If they're watching us, then "Cheers" and the Cosby Show spin-off "A Different World" should just now be hitting them. And here's a big tip for alien gamblers: Bet the house on the Reds to sweep the A's in the World Series.

The new planet, named Gliese 581g, is the first Earth-like world found in a star's habitable zone -- the region where a planet's temperature can sustain liquid water on its surface. And the planet's discoverers think we're certain to find life there.

"Personally, given the ubiquity and propensity of life to flourish wherever it can, I would say, my own personal feeling is that the chances of life on this planet are 100 percent," said Steven Vogt, a professor of astronomy and astrophysics at the University of California, Santa Cruz, during a press briefing on the finding.

"I have almost no doubt about it."

Since radio and television signals travel at the speed of light, the signals we transmitted 20 years ago from Burbank to Boston sailed off the planet toward the heavens -- and should just now be reaching Gliese 581g, right?

Absolutely, said Seth Shostak, senior astronomer with the SETI Institute.

"This is all correct," Shostak told FoxNews.com, noting that 1990's era TV "would be the vintage of stuff reaching Gliese 581g now." U Cal's Vogt confirmed as well that radio waves carrying Bell Biv Devoe's "Poison," Sinead O'Connor's "Nothing Compares 2 U," and Paula Abdul's "Straight Up" should just now be reaching the planet.

So shouldn't we be watching alien TV right now too?

Shostak's colleagues at SETI -- the Search for Extra-Terrestrial Intelligence -- use massive arrays of satellite dishes to monitor the heavens for just such transmissions from extraterrestrial life. SETI's mission: to explore, understand and explain the origin, nature and prevalence of life in the universe. Shostak told FoxNews.com that his team has yet to detect any signals from Gliese 581g, however.

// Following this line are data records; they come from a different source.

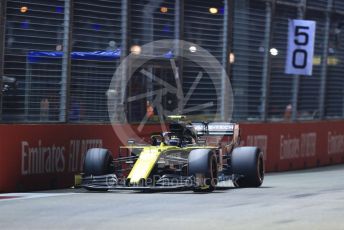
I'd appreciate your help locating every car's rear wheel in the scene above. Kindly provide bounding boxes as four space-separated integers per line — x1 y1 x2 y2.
232 147 265 188
188 149 218 192
83 148 113 176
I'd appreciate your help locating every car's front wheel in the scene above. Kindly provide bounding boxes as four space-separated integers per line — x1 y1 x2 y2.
83 148 113 176
232 147 265 188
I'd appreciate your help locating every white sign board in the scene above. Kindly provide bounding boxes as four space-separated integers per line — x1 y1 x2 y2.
285 20 316 76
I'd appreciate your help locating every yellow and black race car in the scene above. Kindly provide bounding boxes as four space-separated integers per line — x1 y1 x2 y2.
81 117 264 192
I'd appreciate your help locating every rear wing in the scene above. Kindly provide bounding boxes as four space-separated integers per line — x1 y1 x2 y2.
191 122 239 136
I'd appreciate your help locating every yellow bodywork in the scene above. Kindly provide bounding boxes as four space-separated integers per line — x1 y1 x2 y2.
128 147 162 184
122 143 213 184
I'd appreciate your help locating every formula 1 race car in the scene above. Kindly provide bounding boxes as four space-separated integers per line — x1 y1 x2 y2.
81 117 264 192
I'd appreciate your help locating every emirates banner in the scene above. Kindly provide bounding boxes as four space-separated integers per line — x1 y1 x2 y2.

"We looked at this star system twice -- once using a radio telescope in Australia, and then using one in West Virginia. No signal was heard." It appears we won't see alien versions of "Murphy Brown" or "Murder, She Wrote."

But that doesn't mean aliens aren't reveling in "Full House," "Coach" and "Matlock" -- or reliving the glory days of "Mork and Mindy" and "Alf " through reruns. The group's website explains that its receivers aren't sensitive enough to catch the variation in the signal.

Those messages "would be smeared out and lost. In order to understand anything that E.T. might be saying to us, we'll have to build far larger instruments to look for the modulation of his signal."

The SETI project will continue hunting for alien life, it seems.

"When will success occur? No one knows. It could happen tomorrow, or it could take many years. Maybe it will never occur. But the only way to find out is to do the experiment."